The decision of the Superintendent of Indian Affairs as to the number of hides required for the comfort of the Indians was a condition precedent to the claimants becoming entitled to any hides.
It makes no difference whether that official never made any decision, or decided that all the hides were required by the Indians: in either case, the claimant cannot recover. Thurnell v. Balbirnie, 2 M. & W. 786, 790; Worsley v. Wood, 6 T. R. 710; Milner v. Field, 5 Exch. 829; Morgan v. Birnie, 9 Bing. 672; Cook v. Jennings, 7 T. R. 384; Moakley v. Riggs, 19 Johns. 69; Taylor v. Bullen, 6 Cow. 629.
The contract was subject to the superintendent's arbitration. If he declined to arbitrate, or decided adversely to the claimant's having any hides, the result would be the same. In either contingency, the contract was at end. Cases cited supra; Palmer v. Clark, 106 Mass. 389; Flint v. Gibson, id. 391; Grafton v. Eastern Cos., 8 Exch. 699.
The number of hides referred to in the contracts was not a guaranteed number, for the reason that the determination of the question as to how many the Indians would require could be arrived at only by the decision of the Superintendent of Indian Affairs.
MR. CHIEF JUSTICE WAITE delivered the opinion of the court.
We agree entirely with the Court of Claims in its construction of the contracts sued upon in this case. By one contract, Lobenstein was to have 'all the hides of beef-cattle slaughtered for Indians at Camp Supply, . . . up to and including June 30, 1870, which the Superintendent of Indian Affairs at that place shall decide are not required for the comfort of the Indians; the number of hides to be about 2,000, more or less.' The other contract is similar in its terms for the hides of cattle slaughtered for Indians at Fort Sill, the number to be about 4,000, more or less.

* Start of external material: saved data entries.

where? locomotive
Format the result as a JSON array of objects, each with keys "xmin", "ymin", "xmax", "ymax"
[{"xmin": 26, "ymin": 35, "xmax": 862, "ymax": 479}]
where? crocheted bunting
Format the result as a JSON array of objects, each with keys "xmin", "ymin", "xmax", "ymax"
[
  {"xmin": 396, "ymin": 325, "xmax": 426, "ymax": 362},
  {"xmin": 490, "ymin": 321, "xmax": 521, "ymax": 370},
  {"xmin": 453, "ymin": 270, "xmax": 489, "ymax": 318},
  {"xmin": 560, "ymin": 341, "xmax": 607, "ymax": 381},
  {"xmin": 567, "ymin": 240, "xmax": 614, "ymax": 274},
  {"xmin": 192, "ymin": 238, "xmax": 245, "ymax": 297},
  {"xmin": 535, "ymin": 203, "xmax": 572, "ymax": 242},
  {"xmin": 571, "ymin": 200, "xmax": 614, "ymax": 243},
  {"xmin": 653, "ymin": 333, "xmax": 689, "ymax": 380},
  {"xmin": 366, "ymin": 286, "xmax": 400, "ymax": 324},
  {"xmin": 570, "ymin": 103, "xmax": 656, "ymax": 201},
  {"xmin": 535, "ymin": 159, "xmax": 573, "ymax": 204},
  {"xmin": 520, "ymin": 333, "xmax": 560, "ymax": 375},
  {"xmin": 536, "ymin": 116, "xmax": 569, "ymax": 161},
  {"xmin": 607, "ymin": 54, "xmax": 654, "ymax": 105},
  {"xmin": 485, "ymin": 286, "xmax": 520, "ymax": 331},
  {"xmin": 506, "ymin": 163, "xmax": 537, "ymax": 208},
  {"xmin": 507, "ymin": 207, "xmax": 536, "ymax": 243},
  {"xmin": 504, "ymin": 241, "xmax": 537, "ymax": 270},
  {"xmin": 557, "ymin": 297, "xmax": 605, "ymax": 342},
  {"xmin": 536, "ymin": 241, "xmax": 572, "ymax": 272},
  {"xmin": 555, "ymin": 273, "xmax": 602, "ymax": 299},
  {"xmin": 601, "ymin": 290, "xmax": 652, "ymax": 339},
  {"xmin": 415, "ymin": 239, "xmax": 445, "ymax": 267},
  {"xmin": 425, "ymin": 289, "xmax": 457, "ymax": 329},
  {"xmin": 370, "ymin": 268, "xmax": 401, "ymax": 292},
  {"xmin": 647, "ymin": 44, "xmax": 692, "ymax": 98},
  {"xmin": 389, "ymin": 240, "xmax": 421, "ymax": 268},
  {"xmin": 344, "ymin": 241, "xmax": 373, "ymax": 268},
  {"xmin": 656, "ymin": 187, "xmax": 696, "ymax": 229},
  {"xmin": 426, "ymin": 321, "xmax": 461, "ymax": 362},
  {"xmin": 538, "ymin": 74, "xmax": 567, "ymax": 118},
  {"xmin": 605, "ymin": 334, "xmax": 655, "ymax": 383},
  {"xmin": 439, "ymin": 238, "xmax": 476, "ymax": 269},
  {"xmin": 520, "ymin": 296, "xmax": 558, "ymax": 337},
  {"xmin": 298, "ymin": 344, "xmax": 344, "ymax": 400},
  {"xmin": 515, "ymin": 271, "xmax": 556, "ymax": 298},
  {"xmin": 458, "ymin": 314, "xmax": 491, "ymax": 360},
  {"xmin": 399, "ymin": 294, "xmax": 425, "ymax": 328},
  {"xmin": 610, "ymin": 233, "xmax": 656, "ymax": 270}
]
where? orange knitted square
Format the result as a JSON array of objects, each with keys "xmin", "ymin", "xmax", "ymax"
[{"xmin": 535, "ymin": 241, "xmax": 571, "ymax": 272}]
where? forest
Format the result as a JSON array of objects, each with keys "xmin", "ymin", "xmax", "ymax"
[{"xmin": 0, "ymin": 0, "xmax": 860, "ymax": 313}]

The Commissioner of Indian Affairs directed that all the cattle should be turned over to the Indian agent on foot; and this was done. None were slaughtered by any person acting under the authority of the United States; but they were all given out from time to time to the Indians, by whom they were killed. Consequently, no hides could be delivered under the contracts.
There was no obligation on the part of the United States to slaughter the cattle or any portion of them for the Indians; and they were only bound to deliver the hides of such as they did slaughter, in case the Superintendent of Indian Affairs did not decide that they were required for the comfort of the Indians. If he decided that all were required by the Indians, that excused the United States from delivery to Lobenstein. He did, in effect, so decide when the Commissioner directed that the cattle should all be delivered on foot. Lobenstein took this risk when he entered into the contracts, and he undoubtedly made his calculations of profits in case of success accordingly. The best evidence of this is to be found in the fact that he claims in this action to recover more than $15,000 for alleged loss of profits, while he has actually expended in preparation to meet his obligations only $1,256.75.
The estimate of the number of hides as made in the contracts does not create an obligation on the part of the United States to deliver that number. That estimate was undoubtedly intended as a representation of the probable number of cattle that would be delivered to the Indians. In point of fact, the number actually delivered was very much less. Neither party could determine how many would be reserved by the Commissioner for the use of the Indians. Therefore, necessarily, when the contract was made, the number specified could not have been understood to be a guaranteed number. If that number or its approximation was not guaranteed, none was. It follows as a consequence that this claimant has no right of action. He took his risk, and insured himself in his anticipated large profits if his venture proved a success.
The judgment of the Court of Claims is affirmed.